In den vergangenen beiden Jahren hatte er wie viele Landwirte in Deutschland mit großen Ernteverlusten zu kämpfen. Die Kartoffel- und Getreideernte in Brandenburg lag 2018 und 2019 deutlich unter dem Durchschnitt der vorherigen Jahre. Und auch im langjährigen Verlauf lässt sich ein Zusammenhang zwischen dem Niederschlag in den Frühlingsmonaten und dem Ernteertrag pro Hektar erkennen.
Es gibt allerdings noch weitere Faktoren, die einen Einfluss auf die Ernte haben und erklären, warum ein höherer Niederschlag nicht in jedem Fall zu einem höheren Ertrag führt. Eine Rolle spielen Temperatur, Sturmschäden oder die Verteilung der Niederschläge. Denn zu viel Regen auf einmal ist auch nicht hilfreich.
Derzeit sind viele Landwirte - zumindest voerst - etwas optimistischer.

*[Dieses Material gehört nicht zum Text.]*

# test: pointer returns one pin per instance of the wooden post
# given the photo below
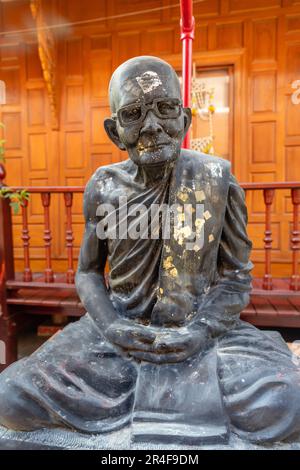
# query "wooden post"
(47, 237)
(27, 275)
(268, 198)
(69, 237)
(8, 339)
(295, 239)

Der Frühling hat in Brandenburg zwar wieder sehr trocken begonnen und im April ist kaum Regen gefallen. Danach gab es allerdings immer wieder Niederschläge. Wesentlich für einige Arten ist nun der Niederschlag in den kommenden Wochen.
Trockenheit trotz Regen
Doch eine rbb|24-Datenanalyse zeigt: Brandenburg ist langfristig mit Trockenzeiten und vor allem mit trockenen Böden konfrontiert - selbst wenn zwischendrin Regen fällt. Darauf müssen sich Brandenburgs Landwirte einstellen. Einige reagieren mit künstlicher Bewässerung ihrer Felder. In Brandenburg wurden im Jahr 2015 nur rund zwei Prozent der landwirtschaftlichen Fläche im Freiland bewässert. Aktuellere Daten zur Bewässerung werden erst dieses Jahr erhoben. Ekkehard Fricke vom Fachverband Feldberegnung sieht aber einen deutlichen Trend nach oben: "Die trockenen Jahre haben einen Boom der Bewässerungsanlagen ausgelöst."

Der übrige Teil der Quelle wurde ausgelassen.